Cox v. Riley
MEMORANDUM AND OPINION by Chief Judge Thomas B. Russell on 8/3/2011: re DN 31 ; an appropriate judgment enteredcc:counsel (KJA)
UNITED STATES DISTRICT COURT
WESTERN DISTRICT OF KENTUCKY
CIVIL ACTION NO. 5:10CV-P121-R
OFFICER JOHNATHAN RILEY
Defendant has filed a motion for summary judgment (DN 31). Plaintiff’s response was
due on July 5, 2010. As of August 3, 2011, no response has been filed.
Defendant first states that Plaintiff has failed to exhaust his administrative remedies for
the majority of his claims. Failure to exhaust administrative remedies is an affirmative defense.
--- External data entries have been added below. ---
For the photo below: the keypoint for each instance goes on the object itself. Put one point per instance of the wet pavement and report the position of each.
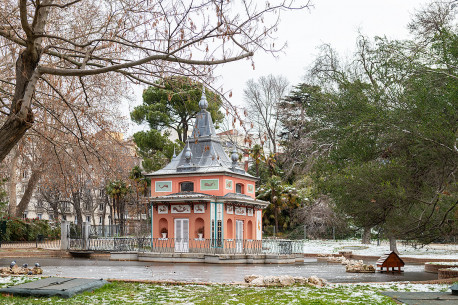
(217, 273)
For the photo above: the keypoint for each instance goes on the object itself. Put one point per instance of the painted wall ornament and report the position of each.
(230, 209)
(163, 186)
(181, 209)
(199, 208)
(228, 184)
(209, 184)
(162, 209)
(240, 211)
Grinter v. Knight, 532 F.3d 567, 578 (6th Cir. 2008). A plaintiff is not required to specially
plead or demonstrate exhaustion of administrative remedies. Id. Accordingly, defendants must
assert the defense of failure to exhaust administrative remedies and bear the initial burden of
proof. Bruce v. Corr. Med. Servs., Inc., 389 Fed. Appx.462, 467 (6th Cir. 2010). Defendant
states that Plaintiff has filed only one relevant grievance.1 Defendant contends that any other
activity is irrelevant because a grievance was not filed. Plaintiff has failed to respond to
Defendant’s initial burden of proof. Accordingly, summary judgment is GRANTED for all
claims not involved in the grievance filed by Plaintiff.
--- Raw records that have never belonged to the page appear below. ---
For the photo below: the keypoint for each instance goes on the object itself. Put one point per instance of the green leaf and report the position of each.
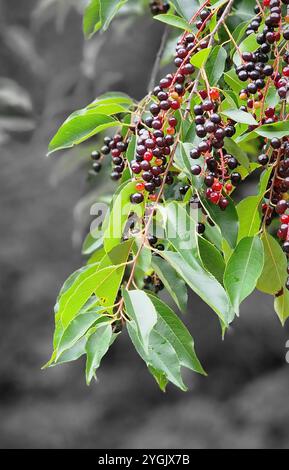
(78, 327)
(277, 129)
(226, 220)
(97, 345)
(160, 377)
(273, 277)
(212, 259)
(215, 65)
(186, 8)
(248, 45)
(91, 18)
(112, 97)
(108, 10)
(240, 116)
(237, 152)
(248, 209)
(281, 306)
(249, 216)
(89, 282)
(91, 244)
(243, 270)
(130, 153)
(161, 356)
(80, 127)
(175, 21)
(175, 286)
(201, 282)
(72, 354)
(121, 208)
(174, 331)
(140, 309)
(233, 81)
(180, 227)
(200, 58)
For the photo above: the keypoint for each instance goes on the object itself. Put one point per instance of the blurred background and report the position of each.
(46, 72)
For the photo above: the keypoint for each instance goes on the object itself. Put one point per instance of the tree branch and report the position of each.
(159, 56)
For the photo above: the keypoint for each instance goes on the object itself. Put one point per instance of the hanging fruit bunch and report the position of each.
(177, 219)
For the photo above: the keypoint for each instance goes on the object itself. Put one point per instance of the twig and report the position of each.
(210, 44)
(158, 60)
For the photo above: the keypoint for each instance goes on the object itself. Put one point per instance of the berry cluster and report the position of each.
(156, 139)
(256, 67)
(158, 7)
(153, 282)
(217, 167)
(116, 146)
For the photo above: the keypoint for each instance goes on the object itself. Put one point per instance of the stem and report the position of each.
(210, 44)
(158, 60)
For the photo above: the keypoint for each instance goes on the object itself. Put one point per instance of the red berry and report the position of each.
(228, 187)
(173, 121)
(223, 203)
(203, 94)
(217, 186)
(214, 94)
(281, 206)
(139, 186)
(284, 219)
(175, 104)
(148, 156)
(214, 197)
(270, 112)
(208, 193)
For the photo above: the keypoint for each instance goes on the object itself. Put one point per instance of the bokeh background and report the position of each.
(46, 72)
Defendant concedes, however, that Plaintiff did exhaust his administrative remedies in
regards to one claim.2 Plaintiff filed a grievance stating:
On 6-7-10 Officer Johnathan Riley made sexual remarks towards me and this was also
around pill call and said something sexual remark about my private part on my body and this was
said in the presence of the nurse and other officer and other inmates. [some edits made for
Grievance, DN 31-3, pg. 3. For the purposes of summary judgment, it is therefore only
appropriate to consider the above allegations.
a. Fourth Amendment
Plaintiff does not refer to a search or seizure in his grievance. Accordingly, summary
judgment on the Fourth Amendment claim is GRANTED.
b. Eighth Amendment
The Eighth Amendment “has applied to barbarous physical punishments. . . . [and]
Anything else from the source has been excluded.